The guys out in the compound don’t care about historical archives, AS/400 sync logs, or OCR signature processing. They just need to scan a VIN and build a load fast. We built yard.py as a lightweight, mobile-first interface. It uses strict 14-day SQL cutoffs to ensure it only ever loads data from the active workweek. It is incredibly lean, features mobile keyboard suppression for barcode scanners, and loads instantly on the yard mobiles.

🖥️ 2. app.py (The Back Office Admin)

The main app.py was heavily pruned. We stripped out the manual import tabs, the heavy Pandas locational arrays, and the bulky messaging board. Now, it serves purely as a high-speed dashboard for the office team to manage the Master Print Queue, view live compound statistics, and access the Historical Archive. Because the “Archived” loads (Status 3) are now filtered dynamically by MariaDB, the active queue stays completely clear of clutter.

⚙️ 3. sync_worker.py (The Headless Workhorse)

This was the real game-changer. We offloaded all the CPU-heavy tasks into a headless background worker that runs silently on the VPS.

  • AS/400 Auto-Ingestion: It watches the FTP directory, parses the incoming CSV/Excel files using native Python dictionaries (bypassing Pandas entirely to avoid NaN artifact bugs), and updates MariaDB in real-time.
  • The Despatch Tracker: Every 60 seconds, it asks MariaDB if any active loads have hit a 100% despatch rate. If they have, it bumps their status automatically.
  • OCR Signature Linking: When the office drops a scanned batch of Gate Releases into the system, the worker silently slices the PDFs, crops the signatures using OpenCV, reads the Load Reference with Tesseract OCR, and archives the load in the database.

The Result

By letting the database do the filtering, isolating the UI into role-specific micro-apps, and moving the heavy lifting to headless background threads, the system’s performance has skyrocketed.
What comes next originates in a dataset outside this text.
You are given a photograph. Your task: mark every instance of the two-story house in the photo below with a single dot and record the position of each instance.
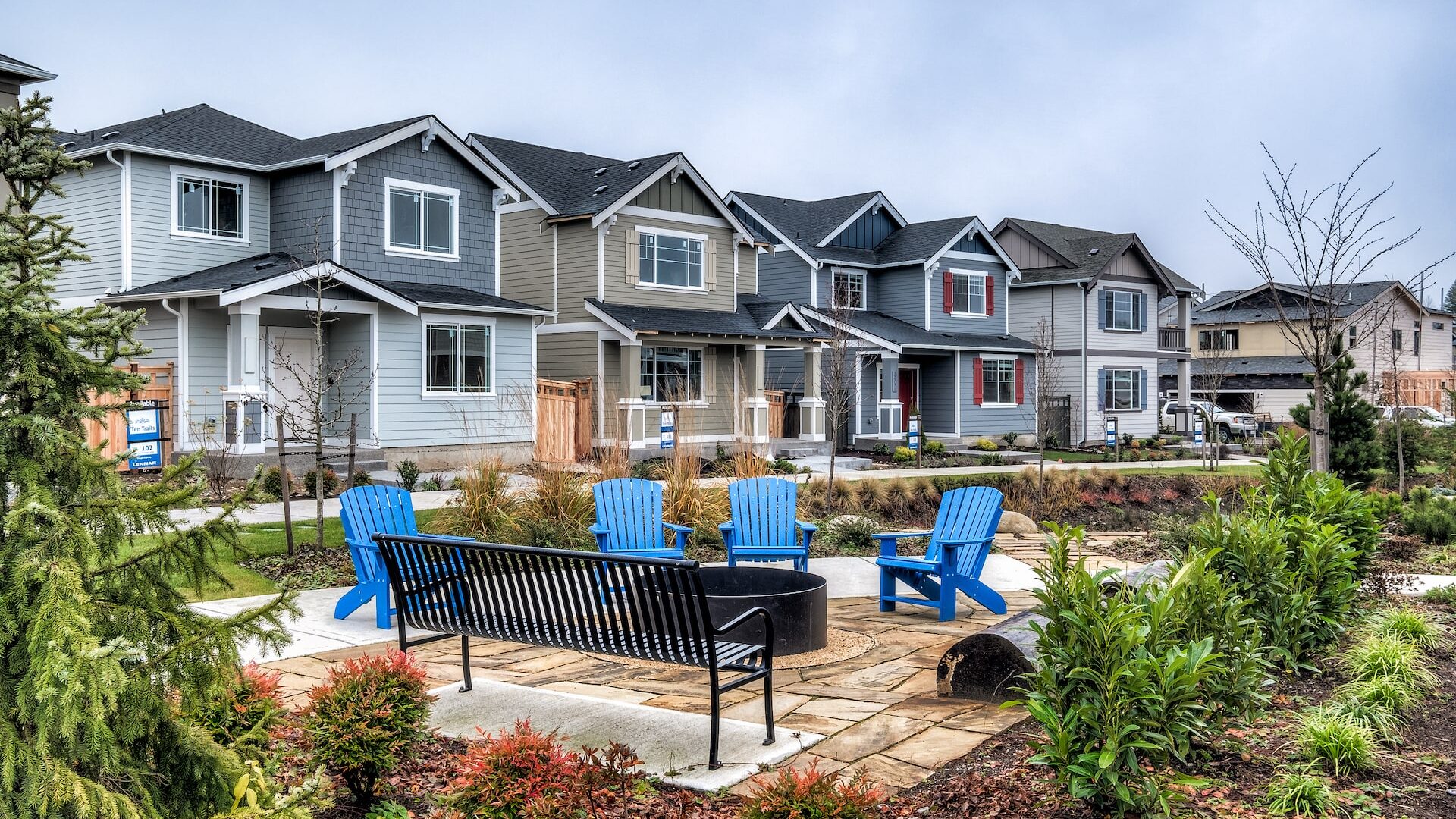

UI load times dropped from seconds to milliseconds. The “Overlay Lag” on massive tables is gone. The office staff have a clean Master Print Queue, the yard staff have a lightning-fast mobile app, and the background worker happily churns through data and OCR scans without ever interrupting the human users.

It took a few late nights, a lot of hyperfocus, and a complete teardown of our legacy logic, but the Terminal Tracker is now running on a genuinely enterprise-grade architecture.